By Ashleigh Papp
Living organisms everywhere are leaving behind clues of their presence. Known as environmental DNA, or eDNA for short, this genetic information is being used by conservation ecologists to pinpoint species in a way that they never have been able to before.
California researchers are testing out new tools that can offer up answers to our questions in a matter of minutes. With a potential to revolutionize how we do conservation science, eDNA technology presents many opportunities for us to better understand the dynamics and health of our California Bay and Delta ecosystems.
Science-in-Short is a quarterly podcast introducing scientists working on emerging topics in the San Francisco Estuary watershed. The podcast is written and produced by Ashleigh Papp with editing support from Ariel Rubissow Okamoto and the Estuary News Group, and music created by Peter Rubissow. Science in Short is funded by the Delta Stewardship Council.
TRANSCRIPT
You’re listening to Science in Short, a quarterly podcast introducing you to scientists working on emerging topics in the San Francisco estuary watershed.

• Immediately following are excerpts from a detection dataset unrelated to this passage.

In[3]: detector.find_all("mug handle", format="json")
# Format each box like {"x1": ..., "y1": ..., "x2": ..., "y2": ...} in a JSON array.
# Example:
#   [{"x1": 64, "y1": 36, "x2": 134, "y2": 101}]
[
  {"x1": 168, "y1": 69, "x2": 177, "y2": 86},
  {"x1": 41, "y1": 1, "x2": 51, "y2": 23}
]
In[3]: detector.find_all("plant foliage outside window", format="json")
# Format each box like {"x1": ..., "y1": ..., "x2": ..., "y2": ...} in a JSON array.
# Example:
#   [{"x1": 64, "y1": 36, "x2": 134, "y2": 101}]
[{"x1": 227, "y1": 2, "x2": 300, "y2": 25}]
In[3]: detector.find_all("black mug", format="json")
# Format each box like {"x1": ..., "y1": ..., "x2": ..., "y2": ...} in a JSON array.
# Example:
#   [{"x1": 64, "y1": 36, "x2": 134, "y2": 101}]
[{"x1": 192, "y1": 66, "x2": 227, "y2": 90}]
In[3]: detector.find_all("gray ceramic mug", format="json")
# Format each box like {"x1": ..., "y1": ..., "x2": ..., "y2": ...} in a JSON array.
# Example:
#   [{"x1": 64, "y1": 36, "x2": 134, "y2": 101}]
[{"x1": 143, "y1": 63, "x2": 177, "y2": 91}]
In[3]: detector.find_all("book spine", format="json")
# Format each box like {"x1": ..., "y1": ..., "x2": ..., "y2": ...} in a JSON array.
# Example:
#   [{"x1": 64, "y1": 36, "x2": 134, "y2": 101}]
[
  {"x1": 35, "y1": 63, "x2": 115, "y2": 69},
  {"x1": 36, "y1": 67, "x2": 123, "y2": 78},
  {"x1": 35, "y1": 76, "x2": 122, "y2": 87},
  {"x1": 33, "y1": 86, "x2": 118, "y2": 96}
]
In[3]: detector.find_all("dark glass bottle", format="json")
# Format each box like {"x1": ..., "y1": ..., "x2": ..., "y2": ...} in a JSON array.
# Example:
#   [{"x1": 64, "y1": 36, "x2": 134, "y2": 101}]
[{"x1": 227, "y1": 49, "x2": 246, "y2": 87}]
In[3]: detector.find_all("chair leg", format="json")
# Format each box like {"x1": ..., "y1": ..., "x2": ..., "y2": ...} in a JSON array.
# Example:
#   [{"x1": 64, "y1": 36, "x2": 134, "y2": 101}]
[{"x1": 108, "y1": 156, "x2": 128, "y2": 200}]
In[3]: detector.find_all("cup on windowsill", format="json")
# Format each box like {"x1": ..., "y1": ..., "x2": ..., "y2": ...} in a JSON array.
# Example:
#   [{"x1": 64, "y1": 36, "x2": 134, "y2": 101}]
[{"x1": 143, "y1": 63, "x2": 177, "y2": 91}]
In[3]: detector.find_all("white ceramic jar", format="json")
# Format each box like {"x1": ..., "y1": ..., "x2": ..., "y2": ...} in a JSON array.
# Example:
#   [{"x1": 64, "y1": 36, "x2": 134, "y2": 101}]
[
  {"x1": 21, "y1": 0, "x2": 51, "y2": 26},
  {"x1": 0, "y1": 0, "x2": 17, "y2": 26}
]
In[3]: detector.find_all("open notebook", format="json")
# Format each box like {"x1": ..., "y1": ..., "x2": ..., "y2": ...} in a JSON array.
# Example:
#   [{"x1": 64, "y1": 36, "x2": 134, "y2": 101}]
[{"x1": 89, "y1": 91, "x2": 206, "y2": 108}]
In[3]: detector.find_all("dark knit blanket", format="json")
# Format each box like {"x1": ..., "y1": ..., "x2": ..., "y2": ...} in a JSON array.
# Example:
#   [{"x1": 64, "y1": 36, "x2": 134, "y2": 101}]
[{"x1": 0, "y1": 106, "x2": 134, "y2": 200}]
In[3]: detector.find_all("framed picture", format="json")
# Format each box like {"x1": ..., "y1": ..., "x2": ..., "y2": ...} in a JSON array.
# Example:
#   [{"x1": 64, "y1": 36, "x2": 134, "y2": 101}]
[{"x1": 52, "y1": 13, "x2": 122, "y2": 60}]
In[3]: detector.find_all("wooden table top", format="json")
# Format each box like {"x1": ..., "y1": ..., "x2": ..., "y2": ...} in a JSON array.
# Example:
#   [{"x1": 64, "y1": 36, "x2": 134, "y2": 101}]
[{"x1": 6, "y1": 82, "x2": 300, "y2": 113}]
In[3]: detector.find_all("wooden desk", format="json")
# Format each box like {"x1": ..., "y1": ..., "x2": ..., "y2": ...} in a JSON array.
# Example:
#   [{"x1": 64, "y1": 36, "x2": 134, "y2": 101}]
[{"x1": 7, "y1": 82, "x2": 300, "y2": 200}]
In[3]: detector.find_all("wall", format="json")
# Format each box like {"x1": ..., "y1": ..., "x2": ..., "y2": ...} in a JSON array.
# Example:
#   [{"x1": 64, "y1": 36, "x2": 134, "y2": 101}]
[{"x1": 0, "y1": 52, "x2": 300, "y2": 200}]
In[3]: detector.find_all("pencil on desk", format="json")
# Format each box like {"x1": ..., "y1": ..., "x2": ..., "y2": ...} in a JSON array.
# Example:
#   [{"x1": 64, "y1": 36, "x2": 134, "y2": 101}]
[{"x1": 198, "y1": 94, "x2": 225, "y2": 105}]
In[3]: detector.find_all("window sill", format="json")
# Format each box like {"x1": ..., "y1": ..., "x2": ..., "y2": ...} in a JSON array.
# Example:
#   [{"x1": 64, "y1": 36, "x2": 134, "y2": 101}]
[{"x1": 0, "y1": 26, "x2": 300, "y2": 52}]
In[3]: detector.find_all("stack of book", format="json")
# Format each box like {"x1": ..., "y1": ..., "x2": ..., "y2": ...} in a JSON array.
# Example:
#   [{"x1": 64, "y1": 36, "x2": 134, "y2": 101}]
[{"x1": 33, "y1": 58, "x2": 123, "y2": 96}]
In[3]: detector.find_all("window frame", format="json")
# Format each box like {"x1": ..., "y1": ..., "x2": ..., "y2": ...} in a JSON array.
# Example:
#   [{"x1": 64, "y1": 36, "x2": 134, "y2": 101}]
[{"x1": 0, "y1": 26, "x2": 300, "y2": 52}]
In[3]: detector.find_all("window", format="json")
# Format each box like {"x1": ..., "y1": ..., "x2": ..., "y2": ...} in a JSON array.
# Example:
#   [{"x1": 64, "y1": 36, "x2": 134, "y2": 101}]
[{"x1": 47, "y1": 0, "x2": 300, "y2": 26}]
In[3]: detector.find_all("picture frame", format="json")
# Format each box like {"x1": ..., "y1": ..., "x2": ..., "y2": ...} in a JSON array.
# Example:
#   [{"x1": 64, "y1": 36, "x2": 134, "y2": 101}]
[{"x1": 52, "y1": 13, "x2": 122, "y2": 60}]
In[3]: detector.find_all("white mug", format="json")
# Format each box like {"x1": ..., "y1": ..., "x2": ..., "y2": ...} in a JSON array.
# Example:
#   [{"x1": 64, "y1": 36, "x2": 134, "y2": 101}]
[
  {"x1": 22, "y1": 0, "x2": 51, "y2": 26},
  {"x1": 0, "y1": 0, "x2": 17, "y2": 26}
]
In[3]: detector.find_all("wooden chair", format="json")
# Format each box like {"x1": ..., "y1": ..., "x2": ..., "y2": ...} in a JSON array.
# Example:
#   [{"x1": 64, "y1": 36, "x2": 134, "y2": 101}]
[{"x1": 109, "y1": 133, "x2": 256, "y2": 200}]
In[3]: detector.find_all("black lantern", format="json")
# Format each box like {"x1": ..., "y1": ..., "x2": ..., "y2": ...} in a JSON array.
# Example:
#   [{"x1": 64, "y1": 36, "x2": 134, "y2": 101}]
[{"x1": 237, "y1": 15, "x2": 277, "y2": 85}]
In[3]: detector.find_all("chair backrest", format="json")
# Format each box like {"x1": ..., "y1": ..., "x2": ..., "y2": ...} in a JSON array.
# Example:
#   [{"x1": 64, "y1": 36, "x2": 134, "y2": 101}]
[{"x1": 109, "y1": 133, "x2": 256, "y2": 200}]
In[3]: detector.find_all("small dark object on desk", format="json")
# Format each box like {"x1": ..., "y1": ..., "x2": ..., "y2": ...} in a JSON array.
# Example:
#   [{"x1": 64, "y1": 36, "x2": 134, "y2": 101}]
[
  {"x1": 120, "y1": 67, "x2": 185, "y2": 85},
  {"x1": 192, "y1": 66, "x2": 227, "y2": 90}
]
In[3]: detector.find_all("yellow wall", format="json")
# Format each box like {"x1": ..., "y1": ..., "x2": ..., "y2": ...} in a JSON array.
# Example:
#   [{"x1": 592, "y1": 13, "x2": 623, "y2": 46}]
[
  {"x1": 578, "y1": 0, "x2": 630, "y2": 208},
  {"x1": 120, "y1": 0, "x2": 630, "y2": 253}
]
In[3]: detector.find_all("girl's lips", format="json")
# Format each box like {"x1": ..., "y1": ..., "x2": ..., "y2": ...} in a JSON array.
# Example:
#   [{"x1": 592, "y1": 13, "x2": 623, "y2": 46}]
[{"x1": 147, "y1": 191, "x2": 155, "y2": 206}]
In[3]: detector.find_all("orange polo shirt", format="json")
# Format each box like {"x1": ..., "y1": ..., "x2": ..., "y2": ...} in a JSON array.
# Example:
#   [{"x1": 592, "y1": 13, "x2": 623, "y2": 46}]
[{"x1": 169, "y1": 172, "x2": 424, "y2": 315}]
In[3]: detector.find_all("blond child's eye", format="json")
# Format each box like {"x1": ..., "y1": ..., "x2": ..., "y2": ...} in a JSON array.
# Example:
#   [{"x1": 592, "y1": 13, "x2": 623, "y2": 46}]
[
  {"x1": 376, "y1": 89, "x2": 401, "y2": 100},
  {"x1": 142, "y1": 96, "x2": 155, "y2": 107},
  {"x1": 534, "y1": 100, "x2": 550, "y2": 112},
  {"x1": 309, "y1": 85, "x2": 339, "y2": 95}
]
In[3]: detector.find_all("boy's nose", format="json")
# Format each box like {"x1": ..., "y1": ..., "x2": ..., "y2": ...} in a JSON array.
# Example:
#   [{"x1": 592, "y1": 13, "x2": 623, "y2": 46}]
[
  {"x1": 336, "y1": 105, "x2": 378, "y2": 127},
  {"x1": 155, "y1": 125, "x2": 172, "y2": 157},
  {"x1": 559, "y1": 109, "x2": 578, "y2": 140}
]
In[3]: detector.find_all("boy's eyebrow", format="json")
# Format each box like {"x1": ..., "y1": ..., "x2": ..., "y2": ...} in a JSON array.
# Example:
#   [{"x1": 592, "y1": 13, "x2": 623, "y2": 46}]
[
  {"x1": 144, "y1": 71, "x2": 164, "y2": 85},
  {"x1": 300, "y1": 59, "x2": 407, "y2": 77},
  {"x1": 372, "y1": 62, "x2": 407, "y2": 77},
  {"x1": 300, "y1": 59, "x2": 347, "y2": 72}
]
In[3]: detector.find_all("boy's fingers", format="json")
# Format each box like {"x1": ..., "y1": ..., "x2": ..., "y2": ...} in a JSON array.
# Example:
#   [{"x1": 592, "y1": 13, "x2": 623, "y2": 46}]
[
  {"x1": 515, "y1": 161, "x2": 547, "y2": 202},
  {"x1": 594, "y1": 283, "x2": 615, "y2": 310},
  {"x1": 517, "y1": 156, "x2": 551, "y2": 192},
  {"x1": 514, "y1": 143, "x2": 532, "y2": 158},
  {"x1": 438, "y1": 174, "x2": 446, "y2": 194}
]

I’m Ashleigh Papp.
Interviewer Ashleigh Papp: When I mention deoxyribonucleic acid, or DNA for short, what comes to mind? … Crossing chromosomes, spiral staircase diagrams, maybe even crime scenes.
In every swath of land, every river, and even in the ocean as it ebbs in and out, are living organisms filled with this genetic information, DNA. It does everything from determining physical appearance and sex to influencing behavioral patterns and lifespan. This information, which originates as DNA and is expressed as proteins, also gets passed on to offspring and future generations.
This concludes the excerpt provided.